A U.S. Energy Policy? Don't Plan on It

Refiners were fined approximately $6.5 million in 2011 for not blending enough cellulosic ethanol into gasoline. The only problem is that there is no cellulosic ethanol available. They are being fined for not using something that doesn’t exist.

The EPA then decided to raise the fine for 2012 if refiners continue not to blend a fuel that still doesn’t exist.

Meanwhile, the Keystone Pipeline is in limbo, fracking regulations have not been ruled on by the EPA, and a Cuban oil rig is in our waters drilling for oil off our shores, yet we can’t drill there.

These are all symptoms of a much greater problem: we are only developed country in the world without an energy policy, and we haven’t had one for decades.

Energy falls into two different categories -- energy used for electricity and energy used for transportation.

Energy used for electricity generation can be done many different ways. Energy for transportation comes mainly from fossil fuels, and estimates of total reserves of natural gas to shale gas and oil is enormous, by some estimates hundreds of years of fuel use.

The left doesn’t want fossil fuels and the right says ‘drill, baby, drill’.  Neither has an energy plan deeper than their bumper sticker slogans.

The problem with not having a comprehensive plan is no one knows what fits where. A new source is developed and it’s just tacked on to energy produced.

New energy is being touted as a success of the current administration when in truth a politician taking credit for energy being created for any time in the last 30 years is like Fred Flinstone taking credit for the success of animation; they are just innocent bystanders and bit players.

We talk of a smart grid and DC lines to take renewable energy to far away markets, but a starting point is never developed. No plan to actually implement and nothing is ever done.

We have no plan, period. The pathetic excuse is that drilling won’t help us now, or renewables are not part of the present, and this is why we are in this mess. Our excuse for decades has been that doing something now won’t help us for 10 years or longer, so we never get started.

We need a couple of things.
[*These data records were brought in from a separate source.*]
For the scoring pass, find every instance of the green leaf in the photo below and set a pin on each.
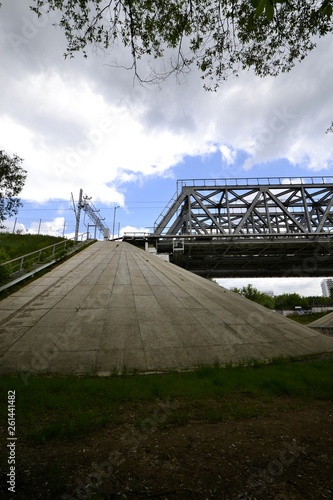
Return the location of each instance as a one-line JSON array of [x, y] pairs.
[[261, 7], [269, 10]]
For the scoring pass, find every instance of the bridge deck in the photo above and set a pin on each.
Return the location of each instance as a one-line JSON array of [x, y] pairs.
[[115, 307]]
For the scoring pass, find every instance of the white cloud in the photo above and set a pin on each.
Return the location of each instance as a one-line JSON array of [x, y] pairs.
[[83, 124]]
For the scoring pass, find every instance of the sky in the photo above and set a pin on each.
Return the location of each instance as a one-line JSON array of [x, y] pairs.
[[83, 123]]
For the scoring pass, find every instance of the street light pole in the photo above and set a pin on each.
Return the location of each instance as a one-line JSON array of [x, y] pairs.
[[114, 220]]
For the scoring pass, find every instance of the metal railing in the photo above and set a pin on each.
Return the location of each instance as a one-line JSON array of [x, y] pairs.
[[32, 260], [251, 181]]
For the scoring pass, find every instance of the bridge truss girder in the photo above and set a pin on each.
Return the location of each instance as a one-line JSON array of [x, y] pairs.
[[257, 210], [250, 229]]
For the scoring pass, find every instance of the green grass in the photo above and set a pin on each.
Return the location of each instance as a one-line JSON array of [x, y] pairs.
[[16, 245], [49, 408]]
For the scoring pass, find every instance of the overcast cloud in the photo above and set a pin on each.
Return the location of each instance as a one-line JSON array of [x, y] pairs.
[[63, 116]]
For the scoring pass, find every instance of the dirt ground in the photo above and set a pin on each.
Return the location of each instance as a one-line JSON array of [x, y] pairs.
[[287, 455]]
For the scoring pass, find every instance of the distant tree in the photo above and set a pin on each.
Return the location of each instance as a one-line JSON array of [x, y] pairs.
[[219, 37], [12, 179], [291, 300], [251, 293]]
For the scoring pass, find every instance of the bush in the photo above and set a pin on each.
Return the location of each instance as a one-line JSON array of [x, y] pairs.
[[5, 271]]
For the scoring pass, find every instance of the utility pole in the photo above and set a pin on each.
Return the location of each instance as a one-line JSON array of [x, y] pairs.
[[77, 214], [114, 220]]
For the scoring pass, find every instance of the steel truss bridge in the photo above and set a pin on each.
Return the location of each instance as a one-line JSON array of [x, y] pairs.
[[248, 227]]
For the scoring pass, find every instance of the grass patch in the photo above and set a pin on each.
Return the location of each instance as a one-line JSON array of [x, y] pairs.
[[49, 408], [16, 245]]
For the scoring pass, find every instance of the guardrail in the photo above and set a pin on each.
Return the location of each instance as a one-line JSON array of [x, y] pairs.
[[250, 181], [31, 262]]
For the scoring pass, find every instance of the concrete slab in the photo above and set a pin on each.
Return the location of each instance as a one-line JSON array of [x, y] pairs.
[[115, 308]]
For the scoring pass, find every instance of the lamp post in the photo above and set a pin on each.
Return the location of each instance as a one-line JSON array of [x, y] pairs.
[[114, 219]]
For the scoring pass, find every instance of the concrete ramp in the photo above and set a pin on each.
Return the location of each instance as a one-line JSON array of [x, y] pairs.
[[324, 324], [115, 308]]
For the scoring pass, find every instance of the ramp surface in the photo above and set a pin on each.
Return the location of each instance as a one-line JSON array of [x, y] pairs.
[[114, 307]]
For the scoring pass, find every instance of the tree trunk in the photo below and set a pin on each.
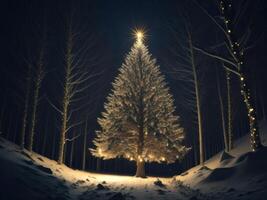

First, we need an audit of all our energy sources (something Mitt Romney has called for in his energy plan), and second we need to look at what we can realistically do by 2037, 25 years from now, and work our way backwards.

We don’t need to create a silly plan like we did in 2007 to have our refiners produce an energy source that was and is non-existent, or be fined.

For a new grid, there is not the political will to spend a trillion dollars as Al Gore suggests. (And to those on the right anything Gore endorses will automatically be a “no” - somewhere along the road Gore has been sprayed with human repellant.)

So we build the grid in bits and pieces as part of a “comprehensive” (and currently nonexistent strategy).

For electricity, an energy audit of true potentials will tell us how much wind, solar and traditional fuels should play a part.

For transportation fuel, the reason the Keystone Pipeline is being debated is because there is no comprehensive plan. If there was a plan then we would know how, or if, it fit into that plan. Now it just becomes a useless political football between two parties whose only concern is getting re-elected.

The EPA should understand what the plan is and should not be used politically. It should be asked to fast-track decisions on important matters, but no matters are important if there is no plan.

We are planning on a ‘black swan’ event to create jobs like the Internet did in the 1990s. The problem is no one can forecast a ‘black swan’ event. An energy plan creates millions of jobs and boosts the economy, we can prove that fact.

Ten years from now my fear is we will still be using the excuses we are using now, that “if we do something we won’t even realize the effects and relief for at least 10 years”.

So an energy plan is 10 years away, and might always be.